Hiding in Hip Hop
- Author: Terrance Dean
- Language: English
- Genre: Memoir
- Published: 2008
- Publisher: Atria Books
- Publication place: United States
- Pages: 305
- ISBN: 978-1416553397
- Dewey Decimal: 306.76/5092
- LC Class: HQ74.2.U5 D43 2008

= Hiding in Hip Hop =

2008 non-fiction book

Hiding in Hip Hop: On the Down Low in the Entertainment Industry—from Music to Hollywood is a 2008 memoir by the former MTV executive Terrance Dean.

==Summary==
Hiding in Hip Hop begins with an account of Dean's traumatic childhood growing up impoverished to abusive, drug addicted parents and how these childhood experiences led him to the entertainment industry.

Dean then discusses how he got involved in a secret gay hip-hop subculture and his first parties.
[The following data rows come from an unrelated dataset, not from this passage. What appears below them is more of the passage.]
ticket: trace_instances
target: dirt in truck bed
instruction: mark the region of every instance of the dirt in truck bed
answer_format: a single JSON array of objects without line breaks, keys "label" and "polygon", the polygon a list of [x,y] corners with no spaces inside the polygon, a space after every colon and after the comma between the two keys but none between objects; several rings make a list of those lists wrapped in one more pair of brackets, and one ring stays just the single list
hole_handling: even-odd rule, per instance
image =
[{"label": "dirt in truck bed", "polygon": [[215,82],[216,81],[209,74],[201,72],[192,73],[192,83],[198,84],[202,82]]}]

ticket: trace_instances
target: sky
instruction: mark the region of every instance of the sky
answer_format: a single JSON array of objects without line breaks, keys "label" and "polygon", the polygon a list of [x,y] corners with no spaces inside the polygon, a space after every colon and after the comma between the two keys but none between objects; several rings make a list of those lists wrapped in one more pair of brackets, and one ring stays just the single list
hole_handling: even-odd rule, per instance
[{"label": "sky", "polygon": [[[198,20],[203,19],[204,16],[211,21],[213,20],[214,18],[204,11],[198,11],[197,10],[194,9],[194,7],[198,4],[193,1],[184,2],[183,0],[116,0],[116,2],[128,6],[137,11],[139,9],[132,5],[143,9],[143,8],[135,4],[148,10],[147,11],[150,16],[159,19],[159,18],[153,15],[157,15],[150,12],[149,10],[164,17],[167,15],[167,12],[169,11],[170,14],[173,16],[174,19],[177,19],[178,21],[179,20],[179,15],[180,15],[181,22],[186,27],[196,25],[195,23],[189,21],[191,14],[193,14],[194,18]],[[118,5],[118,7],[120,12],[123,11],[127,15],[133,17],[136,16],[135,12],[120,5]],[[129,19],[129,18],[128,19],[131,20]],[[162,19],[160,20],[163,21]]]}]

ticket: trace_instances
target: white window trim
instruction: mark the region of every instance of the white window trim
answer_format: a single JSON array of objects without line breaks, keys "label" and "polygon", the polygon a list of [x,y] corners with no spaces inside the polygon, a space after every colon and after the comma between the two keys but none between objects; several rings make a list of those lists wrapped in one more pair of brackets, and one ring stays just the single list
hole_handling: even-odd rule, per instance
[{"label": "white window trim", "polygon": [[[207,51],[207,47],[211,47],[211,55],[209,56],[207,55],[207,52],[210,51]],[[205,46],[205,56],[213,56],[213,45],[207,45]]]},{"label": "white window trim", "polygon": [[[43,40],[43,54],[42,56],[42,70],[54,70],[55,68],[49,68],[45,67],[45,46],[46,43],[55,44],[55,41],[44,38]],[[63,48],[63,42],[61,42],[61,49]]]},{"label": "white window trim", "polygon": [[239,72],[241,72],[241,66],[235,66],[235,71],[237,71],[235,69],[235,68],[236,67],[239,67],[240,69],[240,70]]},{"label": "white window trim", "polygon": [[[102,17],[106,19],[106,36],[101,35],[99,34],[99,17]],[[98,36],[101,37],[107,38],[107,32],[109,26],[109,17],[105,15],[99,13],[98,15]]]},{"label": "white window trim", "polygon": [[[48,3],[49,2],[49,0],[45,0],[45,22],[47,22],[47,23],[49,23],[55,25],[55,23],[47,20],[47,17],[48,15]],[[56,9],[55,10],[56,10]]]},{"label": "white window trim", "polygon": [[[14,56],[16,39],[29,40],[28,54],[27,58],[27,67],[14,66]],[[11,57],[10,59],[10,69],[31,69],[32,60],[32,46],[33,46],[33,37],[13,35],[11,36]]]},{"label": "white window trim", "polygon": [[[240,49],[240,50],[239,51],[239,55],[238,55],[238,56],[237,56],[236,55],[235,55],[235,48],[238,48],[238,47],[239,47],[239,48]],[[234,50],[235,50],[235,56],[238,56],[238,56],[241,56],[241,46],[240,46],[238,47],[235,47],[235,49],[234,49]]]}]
He gives graphic depictions of sexual acts between men he either participated in or witnessed, some allegedly involving well-known rappers or Hollywood celebrities. Throughout the book, Dean refers to himself and various individuals as being "down-low" or "down-low gay": men who have sex with men but do not consider themselves gay or are in the closet.

Dean discusses the "macho", "gangster" image that is the corner-stone but does not define the hip-hop industry, and how it plays against the "sissy" "weak" image of the gay community. Dean states that by outing himself and coming to terms with his sexuality, he might help other individuals or improve hip-hop and Hollywood as a whole.

==Publication==
In 2007 the publishing company Simon & Schuster announced the upcoming release of a book by Terrance Dean that would out gay men in the entertainment industry. In 2008 Hiding in Hip Hop was published by Atria, a subsidiary of Simon & Schuster. Contrary to its marketing, the book does not name real-life hip-hop artists, but rather contains blind items: allegedly gay rappers are assigned pseudonyms.

== Reception ==
The Movie Nation critic Wesley Morris described the book's prose as "E. Lynn Harris sending Terry McMillan a one-handed email from his BlackBerry". He stated that the blind items were unremarkable: "it doesn't sound like there's anything all that scandalous here. From a pop-culture standpoint, this all seems moot." Black entertainment magazine Essence listed Hiding in Hip Hop as a best-selling non-fiction book in November 2008, based upon sales from African-American bookstores throughout the United States.